I can still recall where I was when I heard the news that Rush had finally been inducted into the Rock and Roll Hall of Fame. It was in mid-December 2012, and I was sitting in a Lesley University faculty meeting. I've told this story before, but it still stays with me. I never keep my phone on when I'm at work, so it was set to "vibrate" in the unlikely event that someone was looking for me (one of my doctors perhaps-- I had been having some health issues). Suddenly, my phone began to vibrate...repeatedly, with phone calls and messages. I looked down at my news-feed, and that's how I learned the good news about Rush.

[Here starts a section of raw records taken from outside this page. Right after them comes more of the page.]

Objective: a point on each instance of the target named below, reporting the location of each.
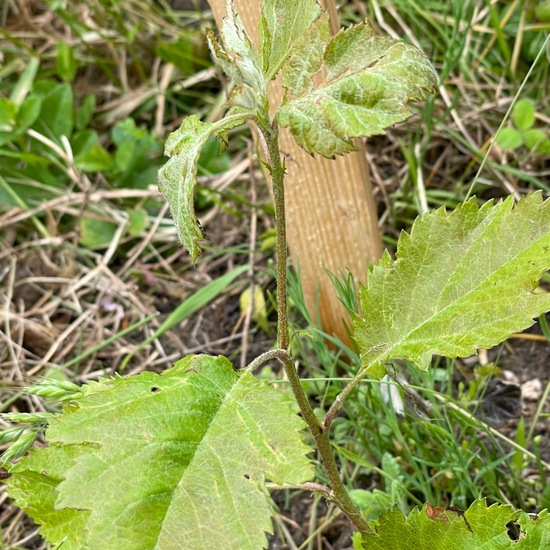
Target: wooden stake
(331, 215)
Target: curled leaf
(177, 178)
(366, 85)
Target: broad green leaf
(461, 281)
(178, 176)
(282, 23)
(509, 139)
(168, 461)
(437, 529)
(367, 84)
(523, 114)
(33, 487)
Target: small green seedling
(181, 459)
(522, 131)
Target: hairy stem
(339, 401)
(338, 493)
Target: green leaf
(179, 53)
(542, 11)
(33, 487)
(56, 116)
(461, 281)
(65, 63)
(369, 81)
(523, 114)
(84, 113)
(239, 60)
(282, 23)
(509, 139)
(178, 176)
(533, 138)
(138, 222)
(537, 140)
(437, 529)
(168, 461)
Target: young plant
(181, 459)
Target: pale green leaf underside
(282, 23)
(239, 60)
(367, 84)
(169, 461)
(486, 529)
(177, 178)
(461, 281)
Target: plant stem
(277, 170)
(338, 492)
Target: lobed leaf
(437, 529)
(460, 282)
(164, 461)
(282, 23)
(240, 61)
(366, 85)
(177, 178)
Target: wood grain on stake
(331, 214)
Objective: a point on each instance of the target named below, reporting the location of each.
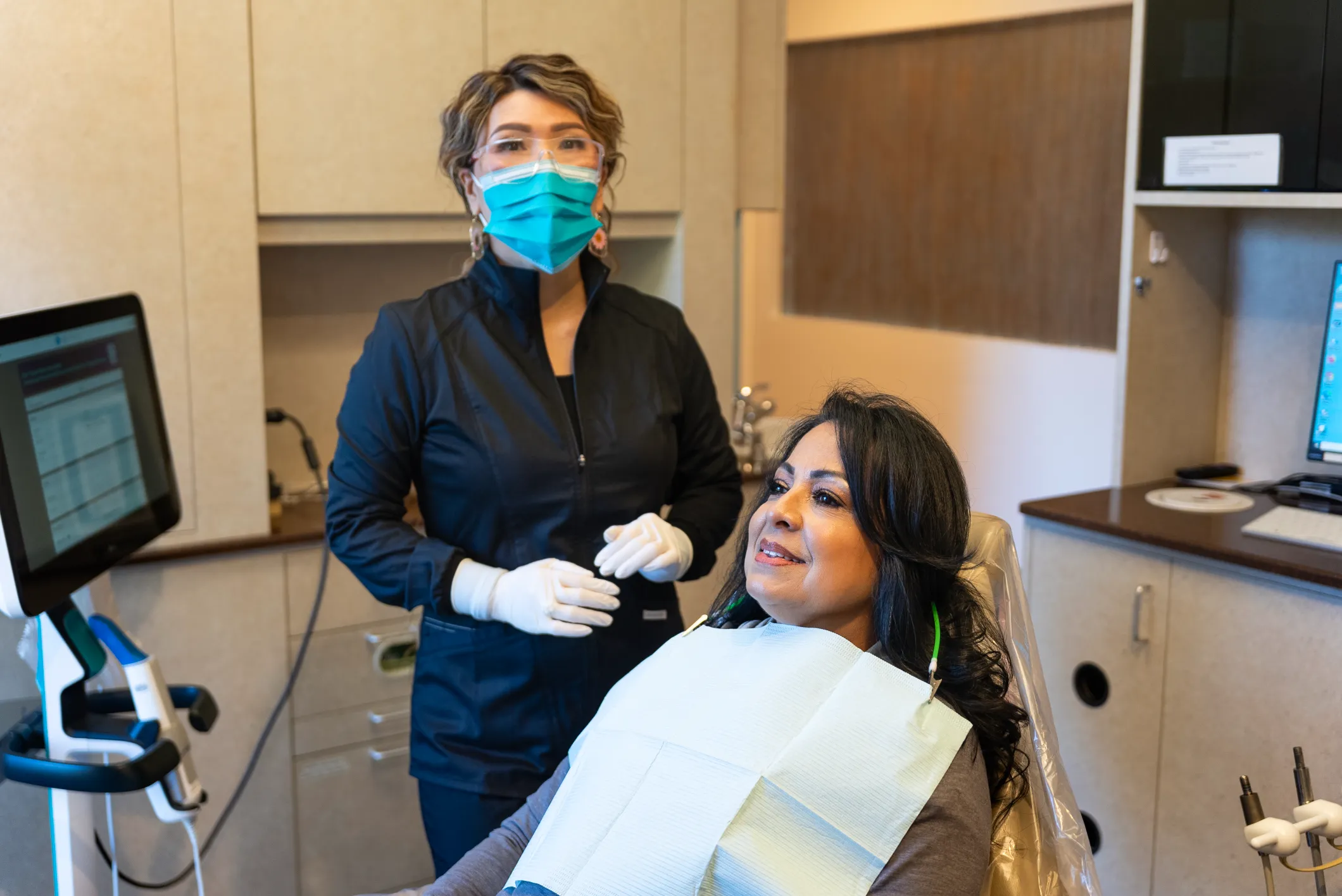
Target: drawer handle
(389, 753)
(394, 655)
(1144, 614)
(391, 715)
(382, 637)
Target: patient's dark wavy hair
(910, 501)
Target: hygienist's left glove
(650, 546)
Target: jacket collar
(520, 289)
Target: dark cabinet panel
(1277, 80)
(1330, 122)
(1184, 77)
(1238, 68)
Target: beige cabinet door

It really affected me: I mean, if you know anything about me, you know how long I had fought for Rush to be inducted. It seemed like such an injustice that they hadn't been. And now, at last, they were going to get the recognition they deserved. I got a lot of calls from radio and TV stations, wanting to interview me, asking how I felt. When I first heard the news, I got tears in my eyes-- tears of joy, because I was so happy that these three guys who mattered so much to me (and to the worldwide community of fans) would take their place in the Rock Hall.
One station that interviewed me was CTV, and I was so happy that Pegi and the nice folks at Rush's management got to watch it. (In the screenshot from that appearance, the background is the Boston skyline; but in reality, I was in a studio in Newton, Massachusetts--about ten miles from Boston. When I did the interview, the producer superimposed the Boston skyline, as the morning team from CTV in Toronto chatted with me.) I talked about my role in getting the band's career going in the States; I talked about the millions of fans who loved this band, and wanted to see them inducted; and of course, I talked about how certain judges (including Jann Wenner himself) had disliked Rush and opposed their induction for years. But now, there were different judges, and finally, things had changed. I couldn't have been happier about it.
I didn't expect to be invited to the induction, which was out in Los Angeles that year. To be honest, I had no idea whether I'd be able to get out there, nor if there were any tickets left. But Pegi called me to let me know the guys wanted me to attend, and she took care of my flight (which I appreciated-- they don't pay us professors the big bucks!); she also assured me I'd have tickets (and good seats). And she made sure I was staying at the same hotel as Geddy's mom and sister, and all of us were able to hang out together. THAT was very cool. I've been friendly with Pegi for many years, and it was wonderful to share the event with her. I also made some new friends: I am in touch with Geddy's sister to this day, and it was also such an honor to meet his mom, who was pleased that I could speak Yiddish.
It seems like only yesterday, but it was eight years ago. I've told a lot of stories about that evening-- like how the capacity crowd seemed dominated by Rush fans, and when Jann Wenner came out to introduce the band, we all made sure we let him know how we felt about him. The booing lasted for what seemed like five minutes at least. He was a good sport about it, and he knew exactly why we were booing him. And speaking of something that took a long time, I recall the long acceptance speech (it seemed like it lasted forever) that Quincy Jones gave. I'm firmly convinced that's what inspired Alex's legendary (and hilarious) "blah-blah-blah" speech. And it was an inspiration to see how many musicians, including the Foo Fighters, and Chuck D of Public Enemy, had words of praise for Rush-- and how many musicians expressed their admiration for Neil. It was also wonderful to see how proud the band's friends and family members were. And the live performances... the jam session... to experience it in person was truly magical.
I met a lot of fans while I was in LA. For reasons I have never understood, some of them applauded me. I applauded them right back. After all, when you are a fan of Rush, you are a member of an extended family. I was glad that so many of the fans were there in person, to enjoy a moment we had all waited for. (Others got to see it later, when HBO broadcast it. I don't know about you, but I had fun reliving the evening; I watched it several times, in fact.)
Today, looking back on it, my only regret is that Neil is no longer with us. But it still makes me smile whenever I think back on that evening in Los Angeles, when Rush finally got the respect they had long deserved. The doubters said it would never happen; the folks who never liked Rush said it would never happen. But we who loved and believed in this band knew that sooner or later, it had to happen. And on 18 April 2013, it finally did.